Director Sidney Salkow, about whose work I know very little, apparently cranked out quite a few B Westerns in his day, and this one is not exactly bad to look at, cinematographically, but it suffers from a poor script. On the plus side, it posts a gripping beginning but loses steam.
According to other reviewers, one desperado by the name of Jack McCall did exist in the real West, and apparently he was a bad seed, shooting people in the back, among other dastardly deeds!

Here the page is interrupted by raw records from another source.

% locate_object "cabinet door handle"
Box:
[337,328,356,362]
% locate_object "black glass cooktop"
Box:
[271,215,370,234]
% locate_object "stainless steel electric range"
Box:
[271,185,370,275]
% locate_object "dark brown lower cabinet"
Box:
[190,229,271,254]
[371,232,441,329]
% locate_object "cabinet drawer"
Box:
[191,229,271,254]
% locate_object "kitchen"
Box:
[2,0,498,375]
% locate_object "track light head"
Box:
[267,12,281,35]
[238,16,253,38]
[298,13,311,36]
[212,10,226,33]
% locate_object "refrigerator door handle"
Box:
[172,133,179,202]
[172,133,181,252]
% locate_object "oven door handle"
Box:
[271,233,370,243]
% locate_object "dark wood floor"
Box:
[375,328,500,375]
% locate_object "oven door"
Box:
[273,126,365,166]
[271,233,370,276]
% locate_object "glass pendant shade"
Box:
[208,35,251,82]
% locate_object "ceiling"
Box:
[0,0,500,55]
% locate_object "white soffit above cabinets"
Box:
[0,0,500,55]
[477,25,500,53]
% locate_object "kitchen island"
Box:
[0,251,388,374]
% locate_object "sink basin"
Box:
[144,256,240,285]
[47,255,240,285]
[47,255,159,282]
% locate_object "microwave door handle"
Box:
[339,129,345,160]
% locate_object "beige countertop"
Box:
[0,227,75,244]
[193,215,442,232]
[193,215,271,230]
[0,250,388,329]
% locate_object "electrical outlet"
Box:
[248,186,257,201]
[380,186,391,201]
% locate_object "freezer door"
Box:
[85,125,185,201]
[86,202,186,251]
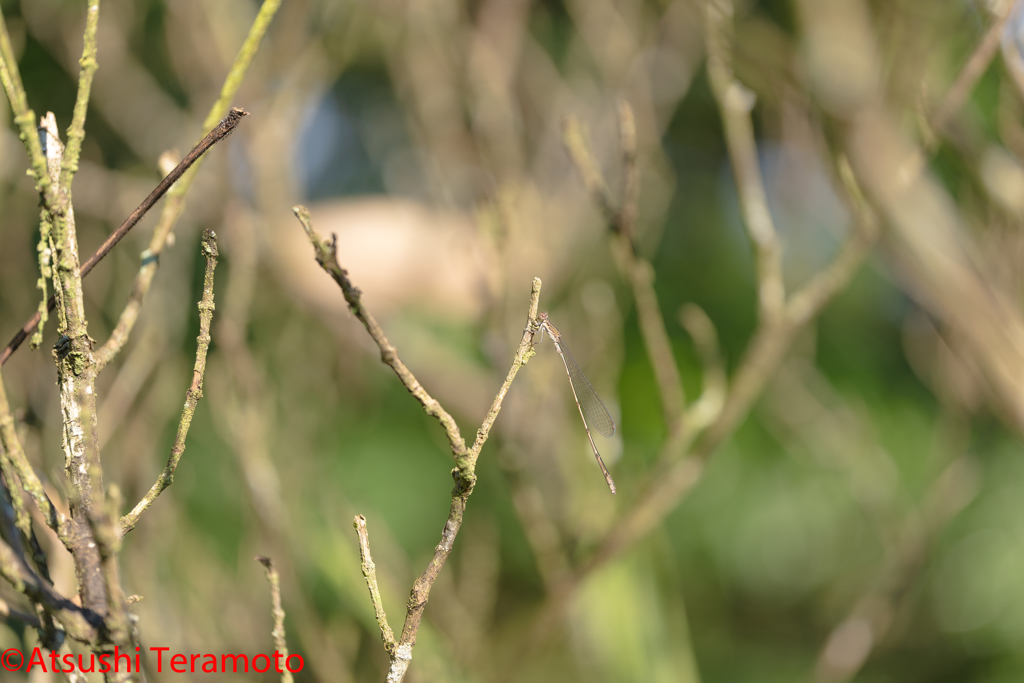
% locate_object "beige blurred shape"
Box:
[265,197,494,323]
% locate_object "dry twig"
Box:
[292,206,541,683]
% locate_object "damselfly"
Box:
[537,313,615,494]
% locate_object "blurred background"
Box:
[0,0,1024,683]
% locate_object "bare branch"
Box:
[292,206,472,474]
[292,206,541,683]
[0,376,70,547]
[121,229,218,536]
[0,108,249,370]
[352,515,398,656]
[929,2,1016,142]
[707,0,785,323]
[253,555,293,683]
[562,104,686,430]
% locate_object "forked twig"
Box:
[121,229,218,536]
[292,206,541,683]
[0,108,249,367]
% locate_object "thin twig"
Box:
[562,99,686,430]
[0,108,249,369]
[0,598,43,629]
[0,540,102,643]
[59,0,99,197]
[292,206,541,683]
[0,375,70,547]
[121,229,217,536]
[87,0,281,367]
[929,1,1017,142]
[516,0,878,663]
[292,206,472,473]
[706,0,785,323]
[352,515,398,656]
[253,555,293,683]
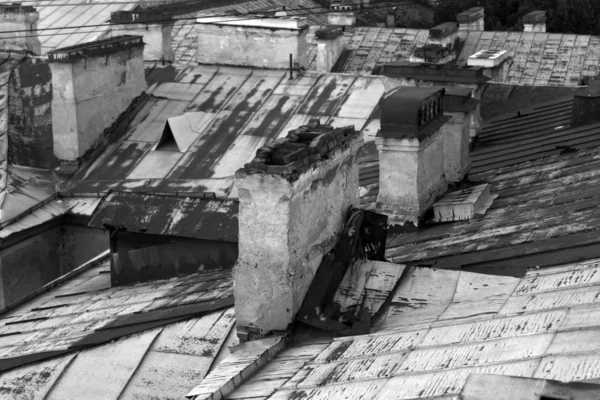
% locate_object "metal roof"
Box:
[0,263,235,400]
[228,260,600,400]
[70,66,385,197]
[88,193,238,242]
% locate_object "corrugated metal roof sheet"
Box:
[88,192,238,242]
[230,260,600,399]
[72,66,385,197]
[0,263,234,400]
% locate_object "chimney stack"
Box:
[315,26,344,72]
[48,36,147,165]
[233,120,363,341]
[108,11,175,62]
[327,3,356,26]
[456,7,485,31]
[375,87,450,225]
[0,3,42,55]
[196,15,308,69]
[444,86,481,183]
[523,10,546,32]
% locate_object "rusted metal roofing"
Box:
[228,259,600,400]
[165,25,600,86]
[0,263,235,400]
[70,66,385,197]
[29,0,136,54]
[88,192,238,242]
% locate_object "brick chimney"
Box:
[444,86,482,146]
[523,10,546,32]
[327,3,356,26]
[108,11,175,62]
[196,15,308,69]
[0,3,42,55]
[456,7,485,31]
[48,36,147,163]
[233,120,363,340]
[375,87,450,225]
[315,26,344,72]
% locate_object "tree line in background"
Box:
[434,0,600,35]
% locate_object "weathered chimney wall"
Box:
[195,16,308,69]
[0,3,42,55]
[375,88,450,225]
[8,57,56,169]
[315,26,344,72]
[327,3,356,26]
[107,11,175,62]
[523,10,546,32]
[48,36,147,161]
[456,7,485,31]
[234,123,363,340]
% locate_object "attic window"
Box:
[152,112,204,153]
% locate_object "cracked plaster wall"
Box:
[195,24,308,69]
[234,136,362,335]
[50,46,147,161]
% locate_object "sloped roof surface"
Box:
[88,193,238,242]
[360,139,600,274]
[0,262,233,378]
[228,260,600,400]
[65,66,385,197]
[166,25,600,86]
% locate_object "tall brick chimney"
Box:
[315,26,344,72]
[456,7,485,31]
[523,10,546,32]
[375,87,454,225]
[48,36,147,164]
[195,15,308,69]
[0,3,42,55]
[233,120,363,340]
[108,11,175,62]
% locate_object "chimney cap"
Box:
[48,35,144,63]
[315,26,344,40]
[456,7,484,24]
[110,11,173,24]
[377,87,445,139]
[523,10,546,24]
[429,22,458,39]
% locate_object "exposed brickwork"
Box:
[238,119,360,180]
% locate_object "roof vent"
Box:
[433,183,498,222]
[467,50,508,68]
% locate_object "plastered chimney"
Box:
[196,15,308,69]
[48,36,147,162]
[0,3,42,55]
[327,3,356,26]
[233,121,363,341]
[444,86,482,147]
[108,11,175,62]
[456,7,485,31]
[523,10,546,32]
[315,26,344,72]
[375,87,450,225]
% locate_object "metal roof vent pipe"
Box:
[375,87,454,226]
[456,7,485,31]
[0,3,42,55]
[105,11,175,62]
[233,120,363,341]
[327,3,356,26]
[523,10,546,32]
[195,15,308,69]
[48,36,148,169]
[315,26,344,72]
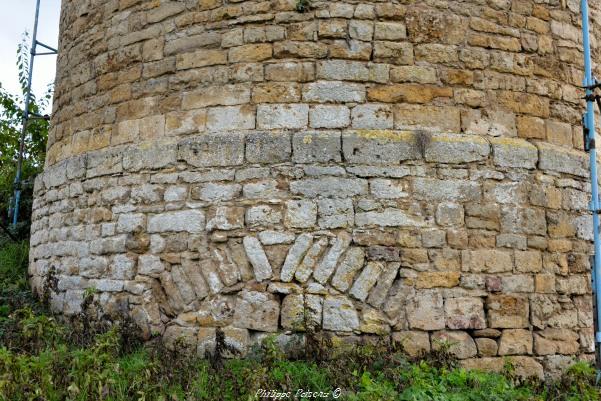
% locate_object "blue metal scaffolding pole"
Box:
[580,0,601,381]
[12,0,57,227]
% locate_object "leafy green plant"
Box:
[0,33,53,238]
[296,0,311,13]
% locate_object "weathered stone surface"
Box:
[294,237,328,283]
[292,131,341,163]
[534,328,580,355]
[444,298,486,330]
[474,338,499,357]
[281,294,323,331]
[461,249,513,273]
[148,210,205,233]
[290,177,367,198]
[490,138,538,169]
[234,291,280,333]
[323,296,359,331]
[342,130,419,164]
[432,331,478,359]
[245,132,292,163]
[499,329,532,355]
[415,272,461,288]
[285,200,317,228]
[413,178,482,202]
[36,0,598,376]
[313,232,351,284]
[243,237,273,281]
[280,234,313,282]
[332,247,365,292]
[367,262,401,308]
[486,295,530,329]
[355,209,424,227]
[178,133,244,167]
[392,331,430,357]
[349,262,384,301]
[425,134,490,163]
[317,199,355,229]
[257,104,309,129]
[407,290,445,330]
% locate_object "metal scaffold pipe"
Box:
[12,0,57,227]
[580,0,601,381]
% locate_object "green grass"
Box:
[0,236,601,401]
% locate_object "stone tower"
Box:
[30,0,601,375]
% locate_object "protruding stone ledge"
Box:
[36,130,588,185]
[490,138,538,169]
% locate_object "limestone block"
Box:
[281,294,323,331]
[206,105,255,130]
[290,177,367,198]
[425,134,490,163]
[349,262,384,301]
[313,232,351,284]
[490,138,538,169]
[253,104,309,129]
[148,210,205,233]
[461,249,513,273]
[259,230,296,245]
[369,178,409,199]
[367,262,401,308]
[413,178,482,202]
[534,328,580,355]
[537,142,589,177]
[486,295,530,329]
[342,131,419,164]
[246,132,292,163]
[359,307,390,336]
[392,331,430,357]
[245,205,282,227]
[117,213,146,233]
[415,272,461,288]
[292,131,342,163]
[303,81,365,103]
[178,134,244,167]
[499,329,532,355]
[432,331,478,359]
[284,200,317,228]
[206,206,244,231]
[444,297,486,330]
[322,295,359,331]
[317,199,355,229]
[280,233,313,282]
[163,325,198,351]
[351,103,394,129]
[294,237,328,283]
[234,290,280,333]
[436,202,464,226]
[243,236,273,282]
[474,338,499,357]
[317,60,369,82]
[332,247,365,292]
[407,290,445,330]
[355,209,425,227]
[309,105,351,128]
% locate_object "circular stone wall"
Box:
[30,0,600,375]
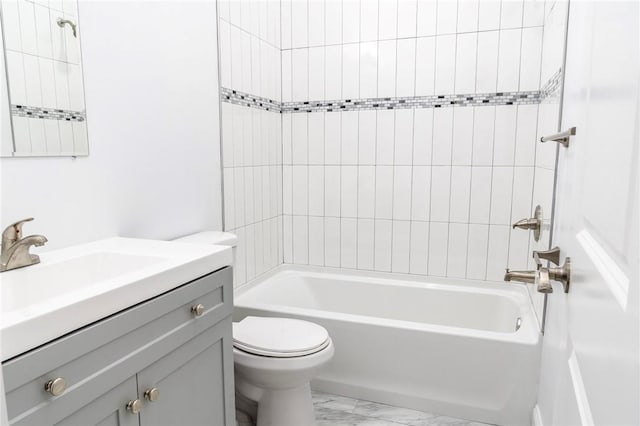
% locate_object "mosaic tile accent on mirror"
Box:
[313,392,485,426]
[11,105,86,122]
[220,69,562,113]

Well, thank God for little mercies, Montgomery portrays an upstanding character who has inadvertently given away the position of his Union troop HQ to Confederate men in Union uniform, and he has to clear his name, and save his neck from the noose for high treason, by tracking down the man to whom he drew the map... on the back of an envelope addressed to Jack McCall. That tells you that Jack would never rate the sharpest knife in the drawer. Still, although he shoots other men facing them, he is not above jumping jail and enlisting the help of pretty Angela Stevens, known in saloon circles as thieving Rose.
That the reb who can clear his name survives years of secession war, postwar yank-reb enmity, and all the shootouts at Deadwood and all over the Far West, gives you a measure of this desperado's faith in favorable fate. More faith than I have in ever retrieving the 76' I invested in this BS fest. 5/10.